To the Editor
Dr. Viroj indicated that other infection could not be ruled out in our case [1]. While the patient received erythromycin 1,000 mg/day IV for 5 days, no bacterial pathogens were detected in sputum cultures by bronchoalveolar lavage fluid (BALF). All viral antibody tests such as for parainfluenza, coxsackie, rhinovirus, and RS virus were negative; only that for flu A was positive. We believe that influenza virus (H1N1) pneumonia should be diagnosed with radiologic findings.

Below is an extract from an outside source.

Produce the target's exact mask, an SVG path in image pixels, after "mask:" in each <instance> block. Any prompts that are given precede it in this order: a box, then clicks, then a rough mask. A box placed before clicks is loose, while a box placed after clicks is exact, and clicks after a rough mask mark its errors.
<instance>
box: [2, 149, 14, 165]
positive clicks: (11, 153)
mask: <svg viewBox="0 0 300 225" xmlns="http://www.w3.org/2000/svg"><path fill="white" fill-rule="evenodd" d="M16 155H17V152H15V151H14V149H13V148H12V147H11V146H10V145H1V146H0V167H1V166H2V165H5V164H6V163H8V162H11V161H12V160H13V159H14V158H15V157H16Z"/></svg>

Dr. Viroj suggested that there is no proof that virus-associated hemophagocytic syndrome (VAHS) in the cases reported by Beutel [2] is totally caused by swine flu virus induction. Unfortunately, we could not confirm that Beutel et al. ruled out other causes of hemophagocytic syndrome (HPS) in the report. However, we guess that occurrence of HPS triggers a similar cytokine storm similarly in those patients, resulting in severe inflammation such as acute respiratory distress syndrome (ARDS) or systemic inflammatory response syndrome (SIRS) [3]. Thus, bicytopenia or pancytopenia should be monitored. Although previous reports have not demonstrated that influenza virus is a common pathogen causing HPS [4], we think that HPS could possibly occur in patients with influenza virus (H1N1).
Acknowledgments
We are grateful for the diligent and thorough critical reading of our manuscript by Mr. John Wocher, Executive Vice President and Director, International Affairs/International Patient Services, Kameda Medical Center (Japan).
Footnotes
This article refers to the Letter to the editor at doi:10.1007/s10156-012-0442-3.